South Australia has plans to ban them. McDonald's is looking to phase them out.
Plastic straws have become the visual target of the environmental movement (when it isn't plastic bags, or coffee cups). But is it really the best use of our environmental energies?
A widely shared Bloomberg article published last year declared the plastic straw "crisis" a fashionable movement that distracted from "far more useful efforts" of curbing plastic use.
It pointed out that plastic straws littering our oceans paled in comparison to abandoned fishing nets, which is estimated to account for between 10 and 46 percent of the roughly eight million metric tons of plastic in the world's oceans.
They're called ghost nets: fishing gear lost or abandoned at sea. Dr Denise Hardesty, principal research scientist with CSIRO's Oceans and Atmosphere team, said it's a "substantial problem" in areas where illegal fishing is rampant, depleting fish stocks by between five and 30 percent.
"Fishing is not immensely profitable for the small scale [legal] fishers, so they can't afford to lose their nets -- it's too costly for them," Hardesty told 10 daily.
"However, if you're fishing illegally, and you're being chased across an area where you're not meant to be, you're going to cut your net and run."
The Bloomberg article argued that environmentalist efforts to switch us all on to metal or bamboo straws were wasted, when they should be trying to crack down on ghost net.
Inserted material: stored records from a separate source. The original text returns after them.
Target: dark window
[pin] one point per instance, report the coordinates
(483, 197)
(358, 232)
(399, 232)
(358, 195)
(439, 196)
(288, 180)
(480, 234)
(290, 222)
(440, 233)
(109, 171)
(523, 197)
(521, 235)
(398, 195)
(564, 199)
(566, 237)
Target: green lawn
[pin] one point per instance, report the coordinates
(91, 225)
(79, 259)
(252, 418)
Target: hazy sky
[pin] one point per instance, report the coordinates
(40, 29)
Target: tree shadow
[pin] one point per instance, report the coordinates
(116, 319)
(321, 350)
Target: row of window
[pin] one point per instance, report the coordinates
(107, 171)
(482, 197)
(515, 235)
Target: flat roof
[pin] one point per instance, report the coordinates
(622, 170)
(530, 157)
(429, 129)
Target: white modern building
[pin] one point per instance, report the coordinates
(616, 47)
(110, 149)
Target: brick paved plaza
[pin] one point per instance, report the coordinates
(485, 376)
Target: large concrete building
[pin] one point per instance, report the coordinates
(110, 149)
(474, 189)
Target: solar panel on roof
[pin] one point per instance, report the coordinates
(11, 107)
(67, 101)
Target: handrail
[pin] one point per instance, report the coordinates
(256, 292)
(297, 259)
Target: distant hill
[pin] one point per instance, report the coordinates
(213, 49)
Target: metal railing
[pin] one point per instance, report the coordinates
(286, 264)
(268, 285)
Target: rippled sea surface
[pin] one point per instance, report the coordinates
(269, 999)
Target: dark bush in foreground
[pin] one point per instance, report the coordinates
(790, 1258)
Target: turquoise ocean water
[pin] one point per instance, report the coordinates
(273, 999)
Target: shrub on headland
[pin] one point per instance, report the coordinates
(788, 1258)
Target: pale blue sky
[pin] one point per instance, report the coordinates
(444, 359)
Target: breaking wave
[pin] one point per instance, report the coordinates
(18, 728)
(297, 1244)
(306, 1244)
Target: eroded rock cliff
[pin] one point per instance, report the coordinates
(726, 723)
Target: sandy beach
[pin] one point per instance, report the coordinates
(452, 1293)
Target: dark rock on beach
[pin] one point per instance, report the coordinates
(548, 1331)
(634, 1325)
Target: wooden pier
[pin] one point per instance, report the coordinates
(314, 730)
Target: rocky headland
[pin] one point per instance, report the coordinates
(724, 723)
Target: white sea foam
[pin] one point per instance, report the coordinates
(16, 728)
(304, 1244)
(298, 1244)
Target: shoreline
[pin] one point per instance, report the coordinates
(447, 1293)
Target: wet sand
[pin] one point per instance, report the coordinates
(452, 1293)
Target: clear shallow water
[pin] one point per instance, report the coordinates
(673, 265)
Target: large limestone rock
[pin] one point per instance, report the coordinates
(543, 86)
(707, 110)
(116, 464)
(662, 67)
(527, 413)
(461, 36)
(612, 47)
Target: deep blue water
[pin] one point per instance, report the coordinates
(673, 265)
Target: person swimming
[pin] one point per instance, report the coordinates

It cited the positive example of tuna companies buckling to consumer pressure to stop netting dolphins, saying similar tactics could help establish incentives for local fisherman to bring nets to a disposal point -- something Hardesty, who has studied this for a decade, said would work.
That being said, millions of plastic straws are still being found on Australia's coastline. A widely cited statistic suggests Australians use 10 million straws per day (equating to 3.5 billion per year).
Clean Up Australia's Terrie-Ann Johnson told 10 daily that plastic straws were the number one 'rubbish' item picked up in 2018.
"We had over 7,500 straws reported to us, and that's just the tip of the iceberg," she said, explaining that they only receive data 10 percent of locations.
"It's significant. And the big issue around straws is that they are just so obviously short term, single use. We use them for 15 minutes, and throw them away."
We're also facing an exponentially increasing plastic problem. Over the next 11 years, we'll be making more plastic than we have since classic production began in the 1960s.
"The amount of plastic going into the ocean is tracking cumulatively," Hardesty said.
"As much as we're cleaning up and doing beach clean ups and everything, we're not keeping up with the amount we're creating."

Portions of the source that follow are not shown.